Aset yang mendapat persembahan khusus pada hari yang istimewa bagi umat Hindu itu antara lain berbagai jenis mesin produksi, kendaraan, sepeda motor dan berbagai alat teknologi lainnya.

Upacara itu umumnya dilakukan di masing-masing rumah tangga dengan skala besar dan kecil sesuai kemampuan dari keluarga bersangkutan. Semua itu bermakna untuk memohon keselamatan kehadapan Tuhan Yang Maha Esa dalam manifestasinya sebagai Dewa Senjata.

Kegiatan ritual berkaitan dengan Tumpek Landep di masing-masing keluarga maupun perusahaan dan kantor berlangsung sejak pagi, sore hingga malam hari.

Ketut Sumadi M.Par menambahkan, Tumpek Landep sekaligus merupakan "pujawali" Betara Siwa yang berfungsi melebur dan "memralina" (memusnahkan) kembali keasalnya.

Tumpek Landep berlangsung setiap 210 hari sekali.
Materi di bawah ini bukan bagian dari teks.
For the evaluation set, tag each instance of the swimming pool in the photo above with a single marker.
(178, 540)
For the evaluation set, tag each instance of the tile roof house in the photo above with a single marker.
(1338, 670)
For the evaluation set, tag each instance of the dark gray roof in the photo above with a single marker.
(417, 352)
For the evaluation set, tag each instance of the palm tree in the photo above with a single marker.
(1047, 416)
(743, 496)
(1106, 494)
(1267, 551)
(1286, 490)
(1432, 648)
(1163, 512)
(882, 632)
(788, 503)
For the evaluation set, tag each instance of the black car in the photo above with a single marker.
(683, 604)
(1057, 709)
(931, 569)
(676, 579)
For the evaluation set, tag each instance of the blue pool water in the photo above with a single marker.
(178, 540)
Masyarakat yang berprofesi sebagai petani mempersembahkan kurban suci ditujukan kepada alat-alat pertanian berupa canggul, sabit maupun traktor.

Semua peralatan yang terbuat dari besi dan tembaga termasuk mobil dan sepeda motor yang lalu-lalang di jalan raya pada hari Tumpek Landep itu diisi sesajen dan hiasan khusus dari janur yang disebut "ceniga", "sampian gangtung", dan "tamiang".

Semua itu merupakan wujud puji syukur orang Bali ke hadapan Tuhan Yang Maha Esa, karena telah memberikan pengetahuan dan kemampuan merancang teknologi canggih, hingga tercipta benda-benda yang dapat mempermudah manusia dalam kehidupan sehari-hari.

Teknologi canggih menurut Ketut Sumadi harus dimanfaatkan untuk hal-hal yang bersifat positif, sesuai dengan konsep hidup orang Bali yaitu "Tri Hita Karana", hubungan yang harmonis dan serasi sesama umat manusia, lingkungan dan Tuhan Yang Maha Esa.

Oleh sebab itu seluruh peralatan yang dipakai umat manusia dalam mengolah isi alam, khususnya peralatan yang mengandung unsur besi, baja, emas, atau perak harus tetap dijaga kesucianya.

Dengan demikian selamanya akan dapat digunakan dengan baik tanpa merusak alam, ujar Ketut Sumadi.